Et c'est à la faveur de ces péchés, qui jusque-là pouvaient sembler relativement mineurs que, par un enchaînement inéluctable, Hérode va devenir un as­sassin. Et l'assassin précisément de ce prophète qu'il aimait, qu'il estimait, dont il avait peur, mais qu'il avait plaisir à entendre. Ainsi, de fait en fait, de geste en geste, à partir de choses qui lui paraissaient peut-être normales, après tout donner un festin pour son anniversaire n'était pas en soi une chose répréhensi­ble, mais l'alcool aidant et la danse de Salomé l'ayant un peu excité et lui ayant fait perdre le contrôle de lui-même, voilà qu'il se prête à des serments inconsidérés et, de fil en aiguille, le voilà amené à l'assassinat et à l'assassinat d'un prophète et de quelqu'un qu'il estime.

Ceci nous invite à réfléchir sur cet enchaîne­ment du péché.
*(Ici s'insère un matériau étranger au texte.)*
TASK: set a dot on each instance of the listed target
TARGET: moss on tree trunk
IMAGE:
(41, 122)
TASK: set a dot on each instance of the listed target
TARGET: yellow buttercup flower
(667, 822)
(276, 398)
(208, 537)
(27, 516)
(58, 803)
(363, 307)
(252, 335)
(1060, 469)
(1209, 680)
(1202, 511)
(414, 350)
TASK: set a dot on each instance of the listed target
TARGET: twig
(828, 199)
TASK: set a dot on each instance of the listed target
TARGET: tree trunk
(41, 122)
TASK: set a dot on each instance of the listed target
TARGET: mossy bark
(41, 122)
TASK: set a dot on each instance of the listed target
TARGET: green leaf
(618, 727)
Dans notre vie, également, nous ne commençons pas par des grands crimes, par des fau­tes gravissimes, nous commençons pas de petites cho­ses, des petites compromissions. Nous nous laissons aller à ceci ou à cela, nous acceptons telle ou telle entorse à la rigueur de la loi du Christ. Et de petite chose en petite chose, nous ne nous rendons pas tou­jours compte que nous risquons d'être amenés à beau­coup plus grave et à une trahison beaucoup plus pro­fonde que ce que nous avions voulu ou accepté un peu légèrement au début.

Je crois que, même si nous ne sommes pas roi de Judée, même si nous ne sommes pas menacés de faire assassiner les prophètes, même si nous ne som­mes pas, je l'espère, comme Hérode, adonnés à la débauche et à l'orgie, il reste que nous sommes un peu comme lui des lâches ou des gens qui acceptent des petites compromissions dans leur vie. Prenons garde que ces fautes, en apparence bénignes, légères et qui ont l'air de ne pas engager tellement de conséquences, peuvent aller beaucoup plus loin que nous ne le pen­sons. Il y a dans l'enchaînement des faits une sorte d'accumulation comme une avalanche, quand il s'agit du péché. De même qu'une pierre en roulant d'une montagne accumule sur elle de la neige et provoque un cataclysme qui va emporter tout sur son passage, de même le péché a l'air de très peu de chose au dé­part, mais il grossit démesurément et c'est une des traces de la présence de Satan que cette multiplication du péché par lui-même, sans même que nous y prê­tions garde.

Soyons bien attentifs à ne pas accepter de pe­tites compromissions avec le mal. Soyons habités par l'exigence de la lumière de l'évangile, l'exigence de l'amour de Dieu. Laissons-nous interroger, remettre en question et n'acceptons pas d'être des cœurs parta­gés qui ne sont pas entièrement donnés au Seigneur.